The point I was trying to make, but did not make clear, was that in primary care it is not uncommon for doctors to hire physician assistants to see some of the medical problems above mentioned. This is usually done so the doctor(s) can keep accepting new patients in order to keep their census and their incomes at a level they feel compatible with their personal wants and needs.
In these situations,it is also not uncommon for physicians to delegate more and more responsibility to these "mid-level" providers,so much so, that at least on the surface they do much of what the MD does. Obvioulsy the MD's training is more extensive and his or her judgment in many cases is needed where the PA's may be deficient.
So, the answer to spending more time with patients and getting to know them and cement a s solid relationship with them and spend meaningful time doing a good history is to do exactly that and not simply divide patients into those that need "minor attention" and those that need a hiher level of expertise.
Every patient-doctor contact offers an opportunity to get to know one's patient better. Even "simple" illnesses like sore throats and headaches give patients a chance to discuss something that may not come up during a visit for a more serious problem like a follow-up for a myocardial infarction or diabetes.
All doctors have had the experience of a patient just casually mentioning at the end of the visit that they had blood in the stool or urine,which eventually proved to be something serious.
PAs have a role, as their titles indicate in assisting physicians but sometimes out of expediency and the need to generate more profits by seeing more patients, something forced upon doctors by insurers' low reimbursements, primary care doctors use them as surrogates.
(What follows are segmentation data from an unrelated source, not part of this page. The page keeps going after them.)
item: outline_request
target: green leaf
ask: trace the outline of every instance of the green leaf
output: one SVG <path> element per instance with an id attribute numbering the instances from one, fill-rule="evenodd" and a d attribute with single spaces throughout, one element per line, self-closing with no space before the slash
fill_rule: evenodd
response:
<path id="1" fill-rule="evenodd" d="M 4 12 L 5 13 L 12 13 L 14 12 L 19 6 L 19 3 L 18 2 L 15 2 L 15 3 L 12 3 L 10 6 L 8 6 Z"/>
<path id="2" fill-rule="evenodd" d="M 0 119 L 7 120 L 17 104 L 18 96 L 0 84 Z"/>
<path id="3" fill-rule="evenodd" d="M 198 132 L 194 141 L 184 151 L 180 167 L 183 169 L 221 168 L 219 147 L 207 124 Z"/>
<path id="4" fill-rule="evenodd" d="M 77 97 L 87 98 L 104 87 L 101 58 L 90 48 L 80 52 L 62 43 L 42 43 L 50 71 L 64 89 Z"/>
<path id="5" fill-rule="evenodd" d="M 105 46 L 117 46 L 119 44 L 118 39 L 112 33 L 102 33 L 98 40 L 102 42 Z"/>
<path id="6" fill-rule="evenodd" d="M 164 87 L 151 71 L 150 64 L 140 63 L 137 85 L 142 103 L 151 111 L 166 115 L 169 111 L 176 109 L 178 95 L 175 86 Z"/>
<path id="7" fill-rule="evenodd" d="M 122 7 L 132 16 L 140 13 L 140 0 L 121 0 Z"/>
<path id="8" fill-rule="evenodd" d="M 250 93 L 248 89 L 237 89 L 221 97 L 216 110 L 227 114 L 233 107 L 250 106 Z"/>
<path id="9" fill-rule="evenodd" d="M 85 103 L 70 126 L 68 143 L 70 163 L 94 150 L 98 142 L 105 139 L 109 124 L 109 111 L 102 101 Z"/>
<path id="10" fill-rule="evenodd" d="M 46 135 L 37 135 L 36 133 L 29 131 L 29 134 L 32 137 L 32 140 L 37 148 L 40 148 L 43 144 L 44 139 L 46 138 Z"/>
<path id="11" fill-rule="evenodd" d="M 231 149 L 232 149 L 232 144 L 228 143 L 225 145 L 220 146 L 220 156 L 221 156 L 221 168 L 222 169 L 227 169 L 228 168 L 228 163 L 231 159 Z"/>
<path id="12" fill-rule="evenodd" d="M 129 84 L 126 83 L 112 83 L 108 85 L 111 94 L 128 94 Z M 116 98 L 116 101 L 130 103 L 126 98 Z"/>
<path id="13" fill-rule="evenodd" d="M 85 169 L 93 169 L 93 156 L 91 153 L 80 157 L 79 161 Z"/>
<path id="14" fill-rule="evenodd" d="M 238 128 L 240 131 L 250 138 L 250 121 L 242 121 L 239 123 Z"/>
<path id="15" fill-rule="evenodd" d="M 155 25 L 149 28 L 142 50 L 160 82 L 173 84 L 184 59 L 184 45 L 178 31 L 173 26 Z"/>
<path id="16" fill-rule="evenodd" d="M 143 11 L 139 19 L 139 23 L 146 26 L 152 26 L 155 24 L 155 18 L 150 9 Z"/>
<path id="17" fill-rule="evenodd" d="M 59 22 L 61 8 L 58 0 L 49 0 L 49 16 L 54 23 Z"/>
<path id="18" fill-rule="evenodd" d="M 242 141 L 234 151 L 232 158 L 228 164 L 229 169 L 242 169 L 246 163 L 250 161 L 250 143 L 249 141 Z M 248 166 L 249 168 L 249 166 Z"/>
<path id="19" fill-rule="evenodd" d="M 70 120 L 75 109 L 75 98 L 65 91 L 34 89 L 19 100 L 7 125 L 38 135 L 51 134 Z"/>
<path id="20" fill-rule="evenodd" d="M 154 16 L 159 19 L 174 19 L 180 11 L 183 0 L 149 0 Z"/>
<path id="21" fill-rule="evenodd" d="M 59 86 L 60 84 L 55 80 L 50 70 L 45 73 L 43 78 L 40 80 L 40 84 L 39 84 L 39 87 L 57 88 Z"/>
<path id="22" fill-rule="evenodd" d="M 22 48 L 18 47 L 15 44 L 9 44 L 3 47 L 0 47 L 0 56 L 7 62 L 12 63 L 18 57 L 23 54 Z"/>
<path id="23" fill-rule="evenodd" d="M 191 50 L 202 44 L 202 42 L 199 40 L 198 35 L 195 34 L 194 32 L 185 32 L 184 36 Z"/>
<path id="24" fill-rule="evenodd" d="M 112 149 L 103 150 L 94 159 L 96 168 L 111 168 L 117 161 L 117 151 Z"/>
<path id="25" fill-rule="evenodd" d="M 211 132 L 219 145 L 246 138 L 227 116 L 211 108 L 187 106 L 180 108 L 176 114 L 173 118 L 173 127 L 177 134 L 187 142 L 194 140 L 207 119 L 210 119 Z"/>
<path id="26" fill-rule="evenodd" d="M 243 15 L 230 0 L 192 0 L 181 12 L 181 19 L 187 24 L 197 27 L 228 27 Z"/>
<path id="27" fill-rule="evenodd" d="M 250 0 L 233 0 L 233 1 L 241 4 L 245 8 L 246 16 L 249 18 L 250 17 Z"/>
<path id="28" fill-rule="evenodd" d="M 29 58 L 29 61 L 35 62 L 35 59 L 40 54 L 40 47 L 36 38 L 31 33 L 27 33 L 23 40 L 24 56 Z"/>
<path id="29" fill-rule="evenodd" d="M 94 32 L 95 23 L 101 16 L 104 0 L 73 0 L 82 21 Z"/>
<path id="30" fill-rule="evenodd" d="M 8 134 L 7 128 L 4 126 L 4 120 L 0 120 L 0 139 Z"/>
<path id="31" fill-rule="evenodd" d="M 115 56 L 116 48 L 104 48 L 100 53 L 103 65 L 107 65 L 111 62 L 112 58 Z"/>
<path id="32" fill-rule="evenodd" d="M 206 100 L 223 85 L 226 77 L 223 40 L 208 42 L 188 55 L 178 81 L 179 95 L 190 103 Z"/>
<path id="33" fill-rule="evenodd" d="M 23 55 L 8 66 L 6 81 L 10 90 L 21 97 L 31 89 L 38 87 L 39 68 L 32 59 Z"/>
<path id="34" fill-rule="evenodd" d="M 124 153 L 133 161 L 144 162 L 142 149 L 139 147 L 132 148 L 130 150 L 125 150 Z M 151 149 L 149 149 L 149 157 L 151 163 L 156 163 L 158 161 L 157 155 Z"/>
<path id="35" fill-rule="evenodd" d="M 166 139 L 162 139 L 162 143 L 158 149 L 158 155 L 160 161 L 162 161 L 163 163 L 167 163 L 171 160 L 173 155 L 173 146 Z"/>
And desite using them, many still do not find the time to do a good history because they are still too busy!
Ed Volpintesta
I am a young adult cancer patient and healthcare writer focusing on 20 and 30-something oncology. The issue of doctor-patient relationships comes up for us often.
I just began reading an excellent book that helps address what doctors can do to becompassionate and helpful while managing their time crunch: "Only 10 Seconds to Care: Help and Hope for Busy Clinicians", by Wendy Schlessel Harpham, MD.
Patients and doctors must be in this together and as a patient while I'd love to passively receive the hilt of gold standard care from my docs, I realize that I have to learn more about the limitations they are facing in this system, and understand how we can best both work around them.
Kairol Rosenthal
Everything Changes:The Insider's Guide to Cancer in Your 20s and 30s
Blog: Everythingchangesbook.com
Kairol,
I tried to get copy at Borders but they couldn't get it .Looks like I have to get it through ACP. Thanks for tip. Will read and get back to you.